Sophos Endpoint Security and Data Protection 9.7 review
Sophos' latest Endpoint Security and Data Protection suite provides a wealth of features for protecting workstation and mobile data. It looks very good value, but managing it all may not be so simple. Dave Mitchell finds out if Sophos has gone a step too far.
Best known for its anti-virus software, Sophos also wants to provide full protection for your workstations and its latest Endpoint Security and Data Protection (ESDP) 9.7 software has a veritable feast of security measures. Naturally, its anti-virus software is at the top of the list, but ESDP partners this with firewall, intrusion prevention plus controls for removable devices, data and applications and tops them off with NAC (network access control) and disk encryption.
Sophos provides an import wizard that works directly with Active Directory
We found installation initially straightforward as you load the Enterprise Console on a designated management system and then introduce your client systems to it.
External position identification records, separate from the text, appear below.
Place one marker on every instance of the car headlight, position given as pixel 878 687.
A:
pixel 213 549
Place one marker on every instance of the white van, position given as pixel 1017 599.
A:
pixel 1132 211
Sophos provides an import wizard that works directly with Active Directory and we had no problems selecting the AD Computers container and adding all our Windows XP, 7, Server 2003 and Server 2008 R2 systems to the console.
To deploy the agent you select all required systems from the lower pane in the console and choose the Protect Computer menu option. Before doing this some work was needed on our Windows 7 systems as we had to enable the remote registry service, turn off UAC completely and modify the advanced share settings as instructed in the manual.
You can choose which components to install on clients and we opted to leave Sophos' firewall out of the equation as the lab's gateway security appliance does a good enough job for our LAN-based systems. Once the agent had been installed, each system was added into a new group in the console ready to receive its instructions.
Policies are used to control endpoints and ESDP comes with a complete set of predefined ones. These should cover most eventualities, but you can create custom policies and assign them to selected groups.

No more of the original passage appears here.